UN endorses Global Framework to strengthen disaster-related statistics


UN endorses Global Framework to strengthen disaster-related statistics


The 57th Session of the United Nations Statistical Commission has endorsed the Global Disaster-Related Statistics Framework (G-DRSF), marking the first time a comprehensive global statistical framework has been agreed to strengthen how disaster-related statistics are defined, compiled, and used within national statistical systems.

The framework brings together National Statistical Offices (NSOs), National Disaster Management Offices (NDMOs), other data producing agencies and key stakeholders within a shared statistical architecture, helping countries strengthen national data governance and improve the quality, consistency, and comparability of disaster-related statistics.

Strengthening the evidence base for disaster risk reduction

Disaster risk reduction depends on reliable statistics. Understanding who and what are exposed, how vulnerability evolves, how losses accumulate, and how investments reduce impacts requires more than isolated disaster reports. It requires a coherent statistics system that connect risk conditions, disaster impacts, and prevention efforts.
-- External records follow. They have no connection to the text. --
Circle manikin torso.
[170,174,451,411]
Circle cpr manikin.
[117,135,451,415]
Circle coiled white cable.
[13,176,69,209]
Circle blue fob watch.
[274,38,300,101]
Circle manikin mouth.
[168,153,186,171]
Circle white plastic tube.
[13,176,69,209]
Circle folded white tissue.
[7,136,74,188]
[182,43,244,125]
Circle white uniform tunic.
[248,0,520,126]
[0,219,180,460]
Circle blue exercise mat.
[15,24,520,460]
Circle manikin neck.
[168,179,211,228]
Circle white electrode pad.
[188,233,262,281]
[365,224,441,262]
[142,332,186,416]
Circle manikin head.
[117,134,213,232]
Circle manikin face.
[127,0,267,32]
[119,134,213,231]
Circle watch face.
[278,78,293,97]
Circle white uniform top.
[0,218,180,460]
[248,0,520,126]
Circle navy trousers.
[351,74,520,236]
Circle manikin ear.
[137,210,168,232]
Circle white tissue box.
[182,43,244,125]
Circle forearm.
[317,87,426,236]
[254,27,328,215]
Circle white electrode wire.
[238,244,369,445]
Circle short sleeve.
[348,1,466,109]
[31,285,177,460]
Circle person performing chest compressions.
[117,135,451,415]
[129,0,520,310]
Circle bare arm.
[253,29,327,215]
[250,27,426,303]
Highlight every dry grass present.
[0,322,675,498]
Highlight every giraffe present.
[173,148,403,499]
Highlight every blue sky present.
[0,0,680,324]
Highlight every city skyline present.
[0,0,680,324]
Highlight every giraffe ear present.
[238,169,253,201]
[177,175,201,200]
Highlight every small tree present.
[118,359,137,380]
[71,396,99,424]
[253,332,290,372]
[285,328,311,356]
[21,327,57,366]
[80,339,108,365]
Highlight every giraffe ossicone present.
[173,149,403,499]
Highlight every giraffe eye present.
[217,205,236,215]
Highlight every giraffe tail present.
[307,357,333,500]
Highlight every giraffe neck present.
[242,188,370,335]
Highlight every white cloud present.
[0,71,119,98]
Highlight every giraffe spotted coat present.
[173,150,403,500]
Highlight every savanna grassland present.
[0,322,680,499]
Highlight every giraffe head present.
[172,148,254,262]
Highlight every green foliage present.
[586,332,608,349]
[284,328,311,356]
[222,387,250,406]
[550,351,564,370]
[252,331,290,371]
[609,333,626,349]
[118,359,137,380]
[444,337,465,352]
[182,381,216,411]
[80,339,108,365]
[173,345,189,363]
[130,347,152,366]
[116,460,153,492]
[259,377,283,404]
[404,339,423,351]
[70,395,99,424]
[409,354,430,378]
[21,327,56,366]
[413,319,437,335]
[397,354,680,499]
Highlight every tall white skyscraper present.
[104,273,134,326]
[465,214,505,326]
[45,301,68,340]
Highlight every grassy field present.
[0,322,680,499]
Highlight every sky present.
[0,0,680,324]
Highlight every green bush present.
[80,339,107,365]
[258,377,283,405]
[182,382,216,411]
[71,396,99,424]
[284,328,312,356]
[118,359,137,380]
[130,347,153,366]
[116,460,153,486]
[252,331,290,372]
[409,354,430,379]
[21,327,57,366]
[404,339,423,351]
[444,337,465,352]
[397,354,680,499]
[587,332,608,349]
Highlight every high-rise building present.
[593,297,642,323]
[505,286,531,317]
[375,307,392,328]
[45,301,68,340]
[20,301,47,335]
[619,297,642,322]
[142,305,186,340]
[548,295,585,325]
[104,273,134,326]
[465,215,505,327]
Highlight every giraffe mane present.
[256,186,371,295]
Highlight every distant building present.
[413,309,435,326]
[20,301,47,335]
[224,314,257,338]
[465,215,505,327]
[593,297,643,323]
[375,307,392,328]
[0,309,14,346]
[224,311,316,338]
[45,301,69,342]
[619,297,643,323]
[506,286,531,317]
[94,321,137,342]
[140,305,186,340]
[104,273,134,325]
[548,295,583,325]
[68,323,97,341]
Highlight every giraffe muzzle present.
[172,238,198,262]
The G-DRSF provides a common statistical foundation that enables countries to better understand risk before, during, and after hazardous events and disasters occur, and to measure impacts. It supports more consistent, timely recording of:

- impacts on people, including deaths, injuries, and displacement;

- impacts on assets, such as damage in housing, infrastructure, and ecosystems;

- impacts on flows, including economic losses and additional costs;

- expenditures on disaster risk reduction (DRR) activities, strengthening visibility of investments in prevention and preparedness.

By integrating risk-related statistics, such as exposure, vulnerability, and coping capacity, the framework reinforces the principle that disaster risk should be continuously measured, and different population may experience different exposure, vulnerability, and coping capacity factors during an event. This approach strengthens prevention-focused planning and decision-making and provides the structured data needed to support forward-looking risk modelling.